Desempenho do fundo imobiliário TG Ativo Real
O fundo imobiliário TG Ativo Real (TGAR11) tem se destacado nesta semana, mas não por boas razões: seu valor caiu mais de 14% em apenas três dias. O que pode estar por trás dessa queda significativa?
Revisão das Projeções de Rendimentos
Na terça-feira, dia 27, a administradora do fundo revisou para baixo a projeção de rendimentos, que agora varia entre R$ 0,70 e R$ 1,00 por cota. O principal fator para essa mudança no guidance foi o impacto negativo da taxa Selic, que permanece em um patamar restritivo, conforme relatado pelo BB Investimentos.
Efeitos da Alta dos Juros
Conforme o analista André Oliveira, mesmo com uma diversificação ampla, o fundo não conseguiu mitigar os efeitos do ciclo de alta de juros, o que acabou afetando o ritmo de vendas das incorporações. Esta situação resultou em uma receita inferior para o TGAR11.

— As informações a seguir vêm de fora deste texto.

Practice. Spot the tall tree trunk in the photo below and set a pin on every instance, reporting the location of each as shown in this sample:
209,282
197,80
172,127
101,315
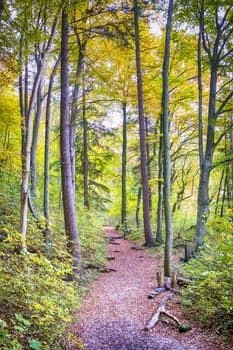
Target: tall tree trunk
74,109
85,147
36,126
67,186
142,130
28,133
139,197
203,189
166,150
123,170
159,228
199,66
47,151
231,136
148,161
1,10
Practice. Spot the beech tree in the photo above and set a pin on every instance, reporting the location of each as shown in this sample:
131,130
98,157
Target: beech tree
142,132
216,29
166,151
66,172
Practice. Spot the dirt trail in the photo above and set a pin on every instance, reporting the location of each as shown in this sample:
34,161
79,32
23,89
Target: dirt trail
115,311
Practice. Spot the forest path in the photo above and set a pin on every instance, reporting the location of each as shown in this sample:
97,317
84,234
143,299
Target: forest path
116,309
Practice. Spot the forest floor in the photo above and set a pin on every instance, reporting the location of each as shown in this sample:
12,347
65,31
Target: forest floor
115,311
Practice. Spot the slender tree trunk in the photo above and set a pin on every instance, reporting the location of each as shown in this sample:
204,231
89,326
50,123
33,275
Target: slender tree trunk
159,228
232,161
166,150
1,10
139,197
199,65
224,194
203,190
148,162
123,170
142,130
28,134
85,148
74,112
47,151
35,140
67,186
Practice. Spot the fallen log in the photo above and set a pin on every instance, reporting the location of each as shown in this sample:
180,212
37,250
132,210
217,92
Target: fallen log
161,290
99,268
182,281
137,248
162,310
115,243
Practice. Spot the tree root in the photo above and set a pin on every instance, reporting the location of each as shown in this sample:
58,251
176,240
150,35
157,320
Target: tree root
161,311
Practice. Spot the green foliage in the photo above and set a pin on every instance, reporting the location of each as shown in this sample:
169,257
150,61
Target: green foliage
91,237
209,296
37,297
34,293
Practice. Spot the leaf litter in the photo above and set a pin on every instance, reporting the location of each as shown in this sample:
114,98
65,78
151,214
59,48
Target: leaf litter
117,308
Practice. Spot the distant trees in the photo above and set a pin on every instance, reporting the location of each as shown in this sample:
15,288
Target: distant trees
66,173
142,132
166,150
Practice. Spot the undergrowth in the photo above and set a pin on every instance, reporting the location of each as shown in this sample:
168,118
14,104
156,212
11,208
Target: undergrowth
208,298
38,300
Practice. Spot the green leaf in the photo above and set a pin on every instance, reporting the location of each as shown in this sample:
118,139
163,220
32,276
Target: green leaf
34,344
20,318
19,328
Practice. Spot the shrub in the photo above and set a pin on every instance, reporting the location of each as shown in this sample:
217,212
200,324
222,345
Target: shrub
209,296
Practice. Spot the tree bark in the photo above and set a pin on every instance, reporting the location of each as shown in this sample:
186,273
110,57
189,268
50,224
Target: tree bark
203,189
142,131
199,66
85,148
74,108
28,132
139,196
166,150
36,126
159,228
123,171
47,151
67,186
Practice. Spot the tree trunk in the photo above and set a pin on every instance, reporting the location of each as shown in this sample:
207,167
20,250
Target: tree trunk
148,162
67,186
46,152
85,149
35,141
28,132
159,228
74,111
203,190
199,66
142,130
123,175
138,206
166,150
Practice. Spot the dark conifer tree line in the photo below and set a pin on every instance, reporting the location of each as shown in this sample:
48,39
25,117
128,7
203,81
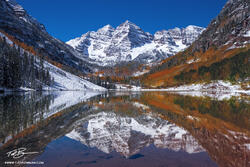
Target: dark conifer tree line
21,69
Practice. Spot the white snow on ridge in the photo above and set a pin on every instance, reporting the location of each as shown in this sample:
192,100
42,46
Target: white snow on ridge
128,42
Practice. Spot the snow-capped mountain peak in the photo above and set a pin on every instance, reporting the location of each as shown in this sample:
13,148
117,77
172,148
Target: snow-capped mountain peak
128,42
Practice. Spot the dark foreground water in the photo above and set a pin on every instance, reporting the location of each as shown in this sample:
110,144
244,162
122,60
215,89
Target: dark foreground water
115,129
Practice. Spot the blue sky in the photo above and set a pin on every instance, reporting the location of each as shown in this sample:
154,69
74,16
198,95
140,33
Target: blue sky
67,19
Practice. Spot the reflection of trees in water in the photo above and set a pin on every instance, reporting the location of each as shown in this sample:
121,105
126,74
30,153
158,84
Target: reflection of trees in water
221,127
18,112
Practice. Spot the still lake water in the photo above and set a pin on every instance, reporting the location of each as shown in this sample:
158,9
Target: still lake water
137,129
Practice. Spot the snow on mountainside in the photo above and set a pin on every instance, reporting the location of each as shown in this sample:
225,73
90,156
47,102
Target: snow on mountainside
129,42
62,80
127,135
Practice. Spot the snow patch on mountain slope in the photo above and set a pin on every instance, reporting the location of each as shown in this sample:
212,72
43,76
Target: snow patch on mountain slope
128,42
62,80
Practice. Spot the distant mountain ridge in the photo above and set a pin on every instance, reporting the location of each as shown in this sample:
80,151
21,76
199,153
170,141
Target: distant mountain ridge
128,42
221,52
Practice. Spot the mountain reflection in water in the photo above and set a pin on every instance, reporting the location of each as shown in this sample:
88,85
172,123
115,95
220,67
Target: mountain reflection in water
126,129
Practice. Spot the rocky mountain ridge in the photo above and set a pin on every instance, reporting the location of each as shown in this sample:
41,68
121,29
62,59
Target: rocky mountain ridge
128,42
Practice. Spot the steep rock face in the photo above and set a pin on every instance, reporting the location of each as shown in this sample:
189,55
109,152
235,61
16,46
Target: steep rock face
128,42
110,132
227,36
15,21
231,26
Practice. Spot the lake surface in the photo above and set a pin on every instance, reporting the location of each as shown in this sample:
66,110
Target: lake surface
142,129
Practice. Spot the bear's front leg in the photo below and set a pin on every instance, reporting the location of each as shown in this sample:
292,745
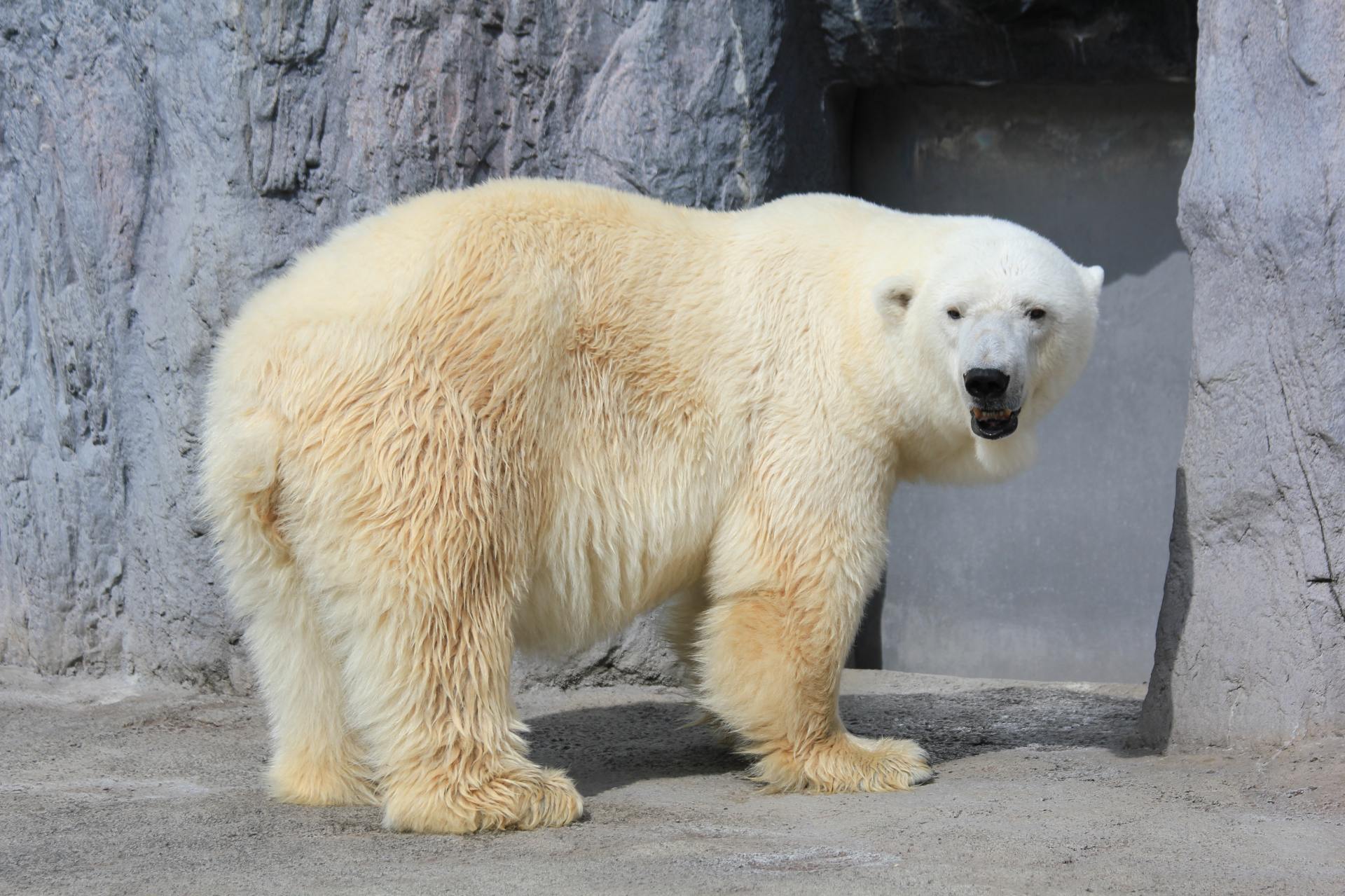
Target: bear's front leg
770,656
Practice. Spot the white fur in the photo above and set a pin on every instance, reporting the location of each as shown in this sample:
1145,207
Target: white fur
527,412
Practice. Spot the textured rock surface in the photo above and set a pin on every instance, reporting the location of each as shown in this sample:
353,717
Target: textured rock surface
162,160
1251,641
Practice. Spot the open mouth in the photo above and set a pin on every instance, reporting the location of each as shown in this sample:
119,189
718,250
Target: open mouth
993,424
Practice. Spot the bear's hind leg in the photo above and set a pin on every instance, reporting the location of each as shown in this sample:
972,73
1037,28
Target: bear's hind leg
315,757
435,705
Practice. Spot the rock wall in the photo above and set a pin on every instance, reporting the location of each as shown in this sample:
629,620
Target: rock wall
1251,640
159,162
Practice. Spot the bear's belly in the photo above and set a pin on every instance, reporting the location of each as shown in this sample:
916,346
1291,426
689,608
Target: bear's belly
614,548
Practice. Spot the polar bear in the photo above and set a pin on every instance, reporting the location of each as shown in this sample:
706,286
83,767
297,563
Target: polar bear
522,413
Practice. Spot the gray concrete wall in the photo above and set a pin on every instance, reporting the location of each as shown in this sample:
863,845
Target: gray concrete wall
1056,574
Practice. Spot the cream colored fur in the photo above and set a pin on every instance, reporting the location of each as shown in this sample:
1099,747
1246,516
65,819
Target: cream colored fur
521,415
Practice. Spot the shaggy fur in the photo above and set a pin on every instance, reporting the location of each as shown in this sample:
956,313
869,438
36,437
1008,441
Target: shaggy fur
521,415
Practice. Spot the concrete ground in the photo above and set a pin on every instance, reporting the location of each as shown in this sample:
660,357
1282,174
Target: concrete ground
130,787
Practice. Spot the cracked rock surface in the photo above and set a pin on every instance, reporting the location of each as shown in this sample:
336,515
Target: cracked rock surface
1251,640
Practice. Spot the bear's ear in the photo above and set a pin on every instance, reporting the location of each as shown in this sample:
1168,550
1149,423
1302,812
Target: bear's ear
893,295
1093,280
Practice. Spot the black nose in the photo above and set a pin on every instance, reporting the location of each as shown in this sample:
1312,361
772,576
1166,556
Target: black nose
986,382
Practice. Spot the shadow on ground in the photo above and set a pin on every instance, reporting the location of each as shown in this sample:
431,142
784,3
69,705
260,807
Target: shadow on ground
611,747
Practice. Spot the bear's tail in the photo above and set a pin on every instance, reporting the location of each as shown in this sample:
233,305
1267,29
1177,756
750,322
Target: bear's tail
240,485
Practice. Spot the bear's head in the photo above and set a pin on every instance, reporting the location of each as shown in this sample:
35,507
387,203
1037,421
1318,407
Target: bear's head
1000,324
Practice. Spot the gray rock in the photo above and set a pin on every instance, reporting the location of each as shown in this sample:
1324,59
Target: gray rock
160,162
1251,640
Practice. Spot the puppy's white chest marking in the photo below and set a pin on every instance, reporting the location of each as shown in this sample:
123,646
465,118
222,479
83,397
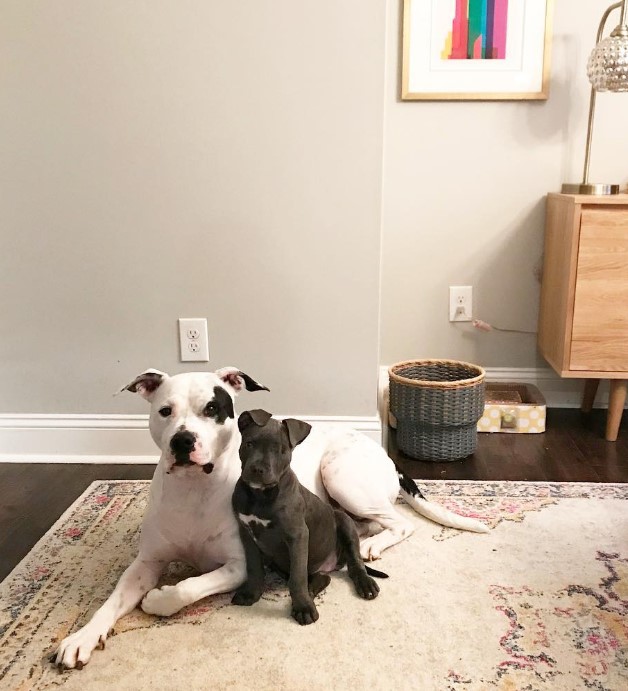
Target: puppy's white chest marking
252,521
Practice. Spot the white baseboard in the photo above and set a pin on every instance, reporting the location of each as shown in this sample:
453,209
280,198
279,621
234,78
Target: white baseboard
43,438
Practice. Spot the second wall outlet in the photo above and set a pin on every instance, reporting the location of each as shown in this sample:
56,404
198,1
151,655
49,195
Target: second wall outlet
460,303
193,340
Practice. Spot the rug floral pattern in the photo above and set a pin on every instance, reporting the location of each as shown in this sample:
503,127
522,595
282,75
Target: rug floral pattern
574,632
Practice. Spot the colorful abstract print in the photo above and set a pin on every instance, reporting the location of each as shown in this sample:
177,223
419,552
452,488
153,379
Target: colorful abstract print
478,31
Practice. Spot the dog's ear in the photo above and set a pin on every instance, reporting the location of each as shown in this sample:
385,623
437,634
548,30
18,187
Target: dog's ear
297,430
253,417
146,384
237,379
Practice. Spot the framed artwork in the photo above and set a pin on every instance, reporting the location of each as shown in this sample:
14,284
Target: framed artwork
484,50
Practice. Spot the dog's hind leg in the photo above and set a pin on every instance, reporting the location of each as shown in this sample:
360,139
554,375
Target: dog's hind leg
363,480
139,578
396,529
347,536
317,582
169,599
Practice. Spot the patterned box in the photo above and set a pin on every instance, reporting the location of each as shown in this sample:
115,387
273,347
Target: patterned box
511,407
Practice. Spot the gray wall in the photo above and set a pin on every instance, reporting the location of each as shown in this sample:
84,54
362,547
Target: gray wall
464,198
190,158
220,159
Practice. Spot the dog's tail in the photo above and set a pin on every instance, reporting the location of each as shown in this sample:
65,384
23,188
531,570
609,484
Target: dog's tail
412,495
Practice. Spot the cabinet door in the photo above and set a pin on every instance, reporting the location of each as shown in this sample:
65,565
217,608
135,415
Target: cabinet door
600,321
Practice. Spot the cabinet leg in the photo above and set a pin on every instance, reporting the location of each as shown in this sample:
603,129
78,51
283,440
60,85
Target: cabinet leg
616,402
588,397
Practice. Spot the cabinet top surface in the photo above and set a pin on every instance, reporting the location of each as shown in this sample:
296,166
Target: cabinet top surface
591,199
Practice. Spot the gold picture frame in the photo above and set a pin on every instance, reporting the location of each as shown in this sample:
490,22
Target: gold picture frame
476,50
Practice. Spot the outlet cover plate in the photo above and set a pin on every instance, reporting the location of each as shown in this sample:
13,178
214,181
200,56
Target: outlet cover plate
460,303
193,340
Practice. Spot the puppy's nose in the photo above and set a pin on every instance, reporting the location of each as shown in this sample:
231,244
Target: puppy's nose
183,442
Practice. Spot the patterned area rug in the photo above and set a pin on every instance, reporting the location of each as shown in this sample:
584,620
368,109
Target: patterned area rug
541,602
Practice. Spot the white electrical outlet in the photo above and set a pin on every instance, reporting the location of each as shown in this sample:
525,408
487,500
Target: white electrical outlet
460,303
193,340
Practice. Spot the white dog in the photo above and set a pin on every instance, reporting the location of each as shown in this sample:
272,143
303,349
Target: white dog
189,515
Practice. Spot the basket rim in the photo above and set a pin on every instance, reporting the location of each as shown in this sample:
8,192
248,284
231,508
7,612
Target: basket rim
436,384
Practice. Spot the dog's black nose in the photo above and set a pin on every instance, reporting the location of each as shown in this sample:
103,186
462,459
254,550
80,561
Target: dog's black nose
183,442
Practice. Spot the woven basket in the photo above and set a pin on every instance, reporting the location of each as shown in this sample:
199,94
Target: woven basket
437,404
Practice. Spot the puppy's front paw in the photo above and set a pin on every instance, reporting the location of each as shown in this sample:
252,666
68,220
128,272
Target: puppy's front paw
365,586
245,597
163,601
305,613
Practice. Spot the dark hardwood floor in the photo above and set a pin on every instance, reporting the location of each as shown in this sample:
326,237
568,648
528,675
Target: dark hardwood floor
33,496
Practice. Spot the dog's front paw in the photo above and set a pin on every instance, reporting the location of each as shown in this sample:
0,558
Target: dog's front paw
365,586
163,601
305,613
75,651
245,597
370,549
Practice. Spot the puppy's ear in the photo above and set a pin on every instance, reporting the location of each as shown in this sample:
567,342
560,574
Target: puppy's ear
237,379
253,417
146,384
297,430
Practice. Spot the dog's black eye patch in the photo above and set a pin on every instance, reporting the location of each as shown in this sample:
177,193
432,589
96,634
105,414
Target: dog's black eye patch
220,407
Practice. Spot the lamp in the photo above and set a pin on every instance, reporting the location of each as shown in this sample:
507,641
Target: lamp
607,70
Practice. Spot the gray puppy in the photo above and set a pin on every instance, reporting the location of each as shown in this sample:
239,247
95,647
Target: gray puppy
283,523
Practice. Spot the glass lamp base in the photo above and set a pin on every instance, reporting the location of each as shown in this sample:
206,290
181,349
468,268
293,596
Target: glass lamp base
589,188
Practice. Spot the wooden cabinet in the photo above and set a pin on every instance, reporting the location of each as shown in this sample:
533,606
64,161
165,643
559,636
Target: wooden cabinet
583,320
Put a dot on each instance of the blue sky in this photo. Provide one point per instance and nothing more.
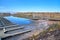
(29, 5)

O BB Investimentos destaca que o cenário se agravou no final de 2025, junto a uma maior lentidão na recepção dos repasses referentes aos financiamentos das unidades vendidas, além do adiamento nos pagamentos das vendas dos loteamentos Cipasa/NovaColorado.
Como consequência, a gestão do fundo decidiu adotar um guidance mais conservador em seu relatório gerencial mais recente.
Aspectos Financeiros do TGAR11
O TGAR11 tem um patrimônio líquido (PL) superior a R$ 2,5 bilhões, distribuídos entre 177 ativos, sendo que 141 desses ativos são projetos imobiliários (equity). O BB Investimentos observa que “os projetos imobiliários apresentam desempenho atrelado a fatores macroeconômicos como emprego, renda e juros, representando cerca de 83% do PL do fundo e 85% da sua receita”.
Viabilidade do Investimento
O BB Investimentos ressalta que mais de 72% dos projetos imobiliários estão com obras adiantadas (80% ou mais), o que ajuda a reduzir o risco de execução.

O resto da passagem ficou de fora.